Con renuencia, y asegurándome que estaría aquí en cuanto me necesite, se marchó de la oficina, dejándome sola con mis pensamientos.
Deseché todo lo negativo que llegó de golpe a mi cabeza y decidí ponerme a trabajar, tomando antes un pequeño momento para ir al baño y lavarme la cara. Sin retocar mi maquillaje.
El resto del día transcurrió con mi mente en modo neutro, no me permití recordar en ningún momento mientras redactaba los artículos que me asignaron, así como tampoco dejé a mi mente vagar entre los interludios de uno y otro.
Sin darme cuenta, el reloj en la pantalla de mi laptop marcaba las cuatro de la tarde, la hora de mi salida.
Comencé a recoger robóticamente mis pertenencias, tirando todo de forma descuidada dentro de mi bolso. Ojalá mis cosméticos sobrevivan a este ataque violento de descuido.
Todos los reporteros se hallaban tecleando ferozmente en sus computadores, ninguno de ellos abandonaría su puesto de trabajo hasta haber entregado cada uno de esos artículos y noticias que deben salir en la edición de mañana.
Por mi parte, mi trabajo estaba listo por hoy. Así que, próxima parada, cualquier tienda donde pueda comprar un six pack de cerveza y mucho helado.

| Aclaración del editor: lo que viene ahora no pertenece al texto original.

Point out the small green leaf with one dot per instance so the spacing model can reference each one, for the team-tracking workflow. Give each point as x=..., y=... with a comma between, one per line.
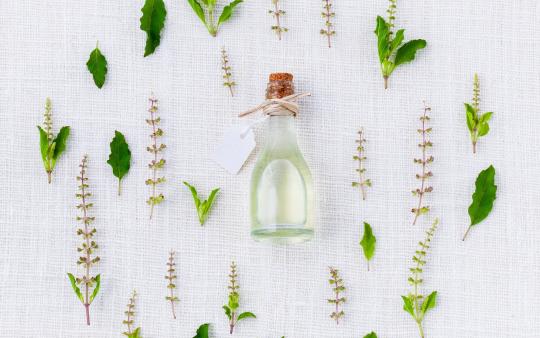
x=75, y=287
x=483, y=197
x=246, y=315
x=43, y=146
x=408, y=306
x=152, y=22
x=407, y=52
x=429, y=303
x=228, y=11
x=196, y=6
x=202, y=331
x=97, y=66
x=120, y=156
x=483, y=129
x=60, y=142
x=96, y=289
x=382, y=32
x=368, y=242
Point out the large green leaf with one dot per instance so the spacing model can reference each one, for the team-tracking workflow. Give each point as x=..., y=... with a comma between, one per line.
x=120, y=156
x=228, y=11
x=152, y=22
x=484, y=196
x=97, y=65
x=407, y=52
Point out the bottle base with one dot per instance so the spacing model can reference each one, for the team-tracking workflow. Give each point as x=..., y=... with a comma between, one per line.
x=282, y=235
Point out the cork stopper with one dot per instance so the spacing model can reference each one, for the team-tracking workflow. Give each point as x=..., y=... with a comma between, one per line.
x=279, y=85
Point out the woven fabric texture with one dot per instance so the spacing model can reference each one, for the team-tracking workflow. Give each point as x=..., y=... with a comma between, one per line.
x=488, y=285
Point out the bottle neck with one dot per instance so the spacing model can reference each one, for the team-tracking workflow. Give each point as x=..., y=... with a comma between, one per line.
x=280, y=133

Es así como dos horas después, estacionaba mi auto en mi puesto designado del complejo residencial donde vivo. Me coloco unas sandalias bajas, dejando los tacones olvidados en los pies de la zona del copiloto.
Tomo mi bolso y el helado con una mano, y dos six packs con la otra. Sí, compré dos, una nunca sabe.

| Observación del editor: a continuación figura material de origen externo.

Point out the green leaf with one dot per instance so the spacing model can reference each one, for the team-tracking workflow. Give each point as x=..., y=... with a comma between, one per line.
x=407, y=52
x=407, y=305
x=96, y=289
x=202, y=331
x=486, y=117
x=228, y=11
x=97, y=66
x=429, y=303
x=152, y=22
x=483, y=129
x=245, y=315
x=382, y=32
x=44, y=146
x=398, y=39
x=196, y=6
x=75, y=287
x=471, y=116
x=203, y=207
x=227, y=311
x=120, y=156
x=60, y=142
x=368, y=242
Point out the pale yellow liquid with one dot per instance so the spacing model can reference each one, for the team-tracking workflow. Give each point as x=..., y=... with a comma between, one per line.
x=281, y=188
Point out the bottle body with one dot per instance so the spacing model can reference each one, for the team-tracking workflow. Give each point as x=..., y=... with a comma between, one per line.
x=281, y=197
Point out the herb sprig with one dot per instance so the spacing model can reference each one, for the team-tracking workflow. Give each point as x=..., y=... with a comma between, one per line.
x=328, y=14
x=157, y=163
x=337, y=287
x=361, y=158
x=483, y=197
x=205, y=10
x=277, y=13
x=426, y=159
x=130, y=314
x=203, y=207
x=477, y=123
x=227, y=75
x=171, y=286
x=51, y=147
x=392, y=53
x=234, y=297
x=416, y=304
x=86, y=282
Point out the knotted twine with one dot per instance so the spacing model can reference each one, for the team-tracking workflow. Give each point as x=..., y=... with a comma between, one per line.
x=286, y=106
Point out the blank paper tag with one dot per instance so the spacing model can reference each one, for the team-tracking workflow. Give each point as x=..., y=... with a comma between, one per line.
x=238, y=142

Bloqueo mi auto con el pequeño control y activando la alarma, comienzo a caminar perezosamente hacia el elevador. Piso uno allá te voy.

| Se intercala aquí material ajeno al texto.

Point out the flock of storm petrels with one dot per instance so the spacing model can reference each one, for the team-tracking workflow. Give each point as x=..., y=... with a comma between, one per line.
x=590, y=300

Sáquenlo de sus cabezas, no subiré por las escaleras. Y saben que ustedes tampoco lo harían.
Tarareando una canción de Jerry Rivera que le encantaba a mi madre, veo como la caja mecánica desciende desde el piso diez hasta llegar a donde estoy, liberando a un matrimonio joven con lo que parece un par de bebés gemelos.
Le hice caritas monas a uno de los bebés, mientras las puertas se cerraban en mi cara, para ascender y llevarme directo a mi hogar.
Sin fijarme si mis compañeras de cuarto ya llegaron a casa, camino derechito hasta mi habitación. Pongo el helado y las cervezas en mi mini refrigerador para dulces, y saco todo mi traje de señora ejecutiva, para enfundarme en una bata larga de abuela.
Pienso que quizá sería buena idea tomar una ducha, pero no me encuentro de ánimo en este momento, así que en su lugar, abro el primer six pack de cerveza y saco una lata.
—¡Por los muertos! —exclamo, derramando un poco del líquido ambarino en la alfombra— Salud, papá y mamá.
Luego de aquel primer trago, no paré. No paré en la primera lata, ni siquiera tras acabar el primer pack. No acabé cuando las lágrimas comenzaron a rodar por mis mejillas.
Tampoco paré cuando la piel de mi espalda comenzó a arder ante los recuerdos, ni cuando caí al piso y abracé mis rodillas.
En realidad no sé cuál fue el desenlace de esa noche.
Solo sé que al día siguiente, sentada en mi oficina, aún podía sentir la calidez de unos brazos rodeándome. Buscando consolar mi dolor.